Longest Common Subsequence (LCS) using Memoization
If we notice carefully, we can observe that the above recursive solution holds the following two properties:
1. Optimal Substructure:
See for solving the structure of L(X[0, 1, . . ., m-1], Y[0, 1, . . . , n-1]) we are taking the help of the substructures of X[0, 1, …, m-2], Y[0, 1,…, n-2], depending on the situation (i.e., using them optimally) to find the solution of the whole.
2. Overlapping Subproblems:
If we use the above recursive approach for strings “BD” and “ABCD“, we will get a partial recursion tree as shown below. Here we can see that the subproblem L(“BD”, “ABCD”) is being calculated more than once.
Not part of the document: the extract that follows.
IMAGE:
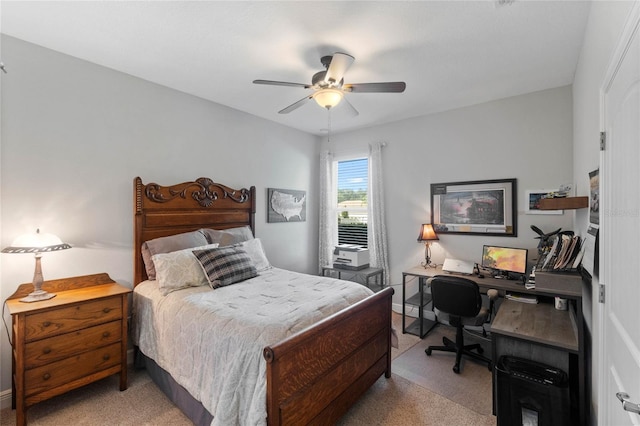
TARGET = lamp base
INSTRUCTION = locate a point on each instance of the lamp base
(37, 296)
If the total tree is considered there will be several such overlapping subproblems.
L(“AXYT”, “AYZX”)
/ \
L(“AXY”, “AYZX”) L(“AXYT”, “AYZ”)
/ \ / \
L(“AX”, “AYZX”) L(“AXY”, “AYZ”) L(“AXY”, “AYZ”) L(“AXYT”, “AY”)
Approach: Because of the presence of these two properties we can use Dynamic programming or Memoization to solve the problem. Below is the approach for the solution using recursion.
- Create a recursive function. Also create a 2D array to store the result of a unique state.
- During the recursion call, if the same state is called more than once, then we can directly return the answer stored for that state instead of calculating again.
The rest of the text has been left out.